就算养只猫儿狗儿,这么多时日也该培养出感情了,何况是人呢!
不管祁西洲是为了什么目的娶的裴北北,所表现出的一切,都只能证明他心里只装着家国天下。
他不在意她的感受,也不留一丝体面。
她以为他们这三年内,可以相敬如宾,至少在外人眼中,他们还是一对琴瑟和鸣的夫妻。
终究是她贪得无厌了!
诚如她自己所说,做人不能既要又要!
事情已无转圜余地,那他们便只当盟友,等到目的达成,一拍两散,互不相欠!
安王府并没多少宾客,原定好的十桌酒席,连一半也没坐满。
管家看着空荡荡的花厅,欲哭无泪。
想当初,安王妃嫁过来的时候,那可是十里红妆,宾客盈门,马车都快要停放不下了。
有小厮轻声问,“管家,菜还上吗?”
管家咬咬牙,“按定好的上!多出来的就摆成流水席,好歹也热闹一下。
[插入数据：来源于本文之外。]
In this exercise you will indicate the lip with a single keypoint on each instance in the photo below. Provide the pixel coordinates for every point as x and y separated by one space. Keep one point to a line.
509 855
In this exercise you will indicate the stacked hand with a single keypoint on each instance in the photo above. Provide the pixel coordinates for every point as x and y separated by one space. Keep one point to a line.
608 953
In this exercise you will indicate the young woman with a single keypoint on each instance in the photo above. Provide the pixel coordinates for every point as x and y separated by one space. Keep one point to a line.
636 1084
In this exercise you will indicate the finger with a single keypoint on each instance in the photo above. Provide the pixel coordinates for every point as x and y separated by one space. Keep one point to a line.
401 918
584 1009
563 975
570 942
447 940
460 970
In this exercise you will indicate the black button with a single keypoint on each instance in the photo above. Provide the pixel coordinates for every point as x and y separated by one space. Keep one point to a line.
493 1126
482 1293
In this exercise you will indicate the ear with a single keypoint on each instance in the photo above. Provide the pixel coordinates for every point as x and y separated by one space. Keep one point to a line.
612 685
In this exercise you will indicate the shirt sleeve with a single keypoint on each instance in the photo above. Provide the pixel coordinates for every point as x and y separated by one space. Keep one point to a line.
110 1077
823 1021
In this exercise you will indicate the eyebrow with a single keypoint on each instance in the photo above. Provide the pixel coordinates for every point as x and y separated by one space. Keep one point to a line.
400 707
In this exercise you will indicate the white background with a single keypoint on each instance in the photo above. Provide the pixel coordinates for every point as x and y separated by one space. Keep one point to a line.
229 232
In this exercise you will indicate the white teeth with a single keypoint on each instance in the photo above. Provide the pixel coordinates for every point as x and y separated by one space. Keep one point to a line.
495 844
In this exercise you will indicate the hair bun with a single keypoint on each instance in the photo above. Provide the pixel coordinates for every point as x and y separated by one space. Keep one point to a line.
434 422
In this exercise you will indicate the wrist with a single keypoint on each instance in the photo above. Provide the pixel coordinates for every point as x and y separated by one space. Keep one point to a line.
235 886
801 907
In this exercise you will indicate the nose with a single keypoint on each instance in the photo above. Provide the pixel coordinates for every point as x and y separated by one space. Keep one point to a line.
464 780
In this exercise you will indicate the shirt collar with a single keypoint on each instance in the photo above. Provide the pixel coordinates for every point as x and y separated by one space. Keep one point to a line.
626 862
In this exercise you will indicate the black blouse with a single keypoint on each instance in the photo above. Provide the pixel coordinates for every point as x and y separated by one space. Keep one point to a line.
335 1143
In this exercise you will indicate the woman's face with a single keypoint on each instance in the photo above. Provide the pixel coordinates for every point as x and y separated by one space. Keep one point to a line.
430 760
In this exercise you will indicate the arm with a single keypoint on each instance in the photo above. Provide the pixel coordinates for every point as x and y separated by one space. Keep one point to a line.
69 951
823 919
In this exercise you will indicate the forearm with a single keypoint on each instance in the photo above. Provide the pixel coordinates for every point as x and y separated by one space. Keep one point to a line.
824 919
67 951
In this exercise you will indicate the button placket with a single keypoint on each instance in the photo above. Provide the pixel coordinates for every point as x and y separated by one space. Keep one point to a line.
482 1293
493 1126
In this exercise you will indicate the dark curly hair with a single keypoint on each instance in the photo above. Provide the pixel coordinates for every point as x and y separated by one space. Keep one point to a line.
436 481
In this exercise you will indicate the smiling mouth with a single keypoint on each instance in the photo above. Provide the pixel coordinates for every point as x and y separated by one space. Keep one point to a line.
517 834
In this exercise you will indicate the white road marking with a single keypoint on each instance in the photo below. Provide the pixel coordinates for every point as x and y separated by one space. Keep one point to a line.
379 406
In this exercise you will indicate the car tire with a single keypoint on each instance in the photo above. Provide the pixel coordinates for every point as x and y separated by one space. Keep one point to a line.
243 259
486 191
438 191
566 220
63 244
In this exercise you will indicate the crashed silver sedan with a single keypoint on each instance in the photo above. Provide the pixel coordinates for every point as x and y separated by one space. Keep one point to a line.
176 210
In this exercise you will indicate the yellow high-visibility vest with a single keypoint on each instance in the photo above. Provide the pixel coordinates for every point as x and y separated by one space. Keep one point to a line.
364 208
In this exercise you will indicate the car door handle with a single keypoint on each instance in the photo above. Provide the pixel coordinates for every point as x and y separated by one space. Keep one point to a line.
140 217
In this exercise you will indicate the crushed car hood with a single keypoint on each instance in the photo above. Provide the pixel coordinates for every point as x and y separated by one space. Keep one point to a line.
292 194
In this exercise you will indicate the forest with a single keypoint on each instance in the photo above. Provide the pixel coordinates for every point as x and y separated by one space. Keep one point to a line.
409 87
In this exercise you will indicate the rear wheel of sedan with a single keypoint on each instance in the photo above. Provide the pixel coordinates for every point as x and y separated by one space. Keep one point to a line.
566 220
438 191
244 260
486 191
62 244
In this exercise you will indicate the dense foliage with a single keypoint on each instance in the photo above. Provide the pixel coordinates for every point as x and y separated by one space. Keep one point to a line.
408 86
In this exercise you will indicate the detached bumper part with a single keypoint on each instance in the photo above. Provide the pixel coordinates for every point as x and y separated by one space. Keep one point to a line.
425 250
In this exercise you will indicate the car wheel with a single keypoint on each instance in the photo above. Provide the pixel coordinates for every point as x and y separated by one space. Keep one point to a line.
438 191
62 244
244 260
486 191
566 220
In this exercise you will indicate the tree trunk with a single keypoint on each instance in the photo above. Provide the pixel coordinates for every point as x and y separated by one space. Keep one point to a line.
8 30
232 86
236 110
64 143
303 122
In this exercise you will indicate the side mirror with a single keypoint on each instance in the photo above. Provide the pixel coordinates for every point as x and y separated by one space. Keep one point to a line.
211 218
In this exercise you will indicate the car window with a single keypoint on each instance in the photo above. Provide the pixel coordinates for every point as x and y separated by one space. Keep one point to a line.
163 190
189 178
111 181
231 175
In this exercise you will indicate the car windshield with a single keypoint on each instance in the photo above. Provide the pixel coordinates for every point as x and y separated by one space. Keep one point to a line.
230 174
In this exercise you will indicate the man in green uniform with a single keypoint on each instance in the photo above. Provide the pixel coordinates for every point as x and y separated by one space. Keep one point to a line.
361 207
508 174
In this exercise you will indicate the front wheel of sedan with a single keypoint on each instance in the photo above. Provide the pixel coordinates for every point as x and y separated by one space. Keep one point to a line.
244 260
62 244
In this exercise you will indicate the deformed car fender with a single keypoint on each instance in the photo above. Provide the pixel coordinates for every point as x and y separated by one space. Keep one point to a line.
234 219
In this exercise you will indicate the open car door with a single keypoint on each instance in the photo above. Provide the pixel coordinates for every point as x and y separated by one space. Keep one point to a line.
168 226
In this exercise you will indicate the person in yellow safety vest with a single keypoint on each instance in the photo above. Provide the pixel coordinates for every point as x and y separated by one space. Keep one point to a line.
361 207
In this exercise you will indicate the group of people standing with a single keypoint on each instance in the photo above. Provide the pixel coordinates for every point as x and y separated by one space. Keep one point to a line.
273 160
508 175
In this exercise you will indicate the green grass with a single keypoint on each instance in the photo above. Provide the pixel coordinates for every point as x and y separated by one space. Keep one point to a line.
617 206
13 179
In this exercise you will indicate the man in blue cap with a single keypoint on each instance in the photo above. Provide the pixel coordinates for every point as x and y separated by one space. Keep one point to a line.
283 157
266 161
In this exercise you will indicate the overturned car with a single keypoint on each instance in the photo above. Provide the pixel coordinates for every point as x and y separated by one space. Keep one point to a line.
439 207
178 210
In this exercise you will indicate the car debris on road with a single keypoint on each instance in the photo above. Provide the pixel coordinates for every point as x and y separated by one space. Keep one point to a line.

”
祁西洲不在,安王妃病重,宾客们吃饱后就相继离开了。
满府的红绸莫名有些讽刺。
听说祁西洲亲自来了,裴北北盖头下的脸顿时笑成了一朵花。
她双手捧着贴了喜字的苹果,兴奋的恨不得立刻跳到祁西洲的怀里。
“西洲哥哥心里是有我的!我就知道他一定放不下我!”
站在她身侧的两个丫鬟闻言,齐齐翻了个白眼。
不过到底没敢说什么,毕竟当初迎娶安王妃的时候,安王是没亲自迎接的。
听闻安王身体一日好过一日,便迫不及待的迎娶侧妃,还把阵仗摆得这样大,就一点也不顾及安王妃的脸面?
无白看着面无表情的祁西洲,默默在心里叹了口气。
几天的功夫,主子就瘦了一大圈,喜服穿在身上,都显得有些空荡。
周围有不少看热闹的百姓,议论声虽小,可却清晰的传过来。
“安王看着是好多了,纳个侧妃,不必如此兴师动众吧?”
“之前迎娶王妃的时候,也不见安王出面,还是太子和丞相给撑的门面。”
“谁说不是呢,你们听说了没,这裴北北死皮赖脸住在王府,就是为了爬安王的床。”
“听说了听说了,大街小巷都在传的事,谁不知道啊。”
“说白了,安王与裴姑娘少年情谊,又在北地并肩作战,说没有生出别的心思谁信啊!”
“行了,别说了,安王妃还病着,这安王真是一点也不顾忌,啧啧,真是只闻新人笑,哪闻旧人哭啊!”
有个妇人叉着腰,不屑地朝裴北北的院门口啐了一口。
“男人都是喜新厌旧的玩意,也奇了怪了,这裴北北长得五大三粗,怎么就入得了安王的眼了?”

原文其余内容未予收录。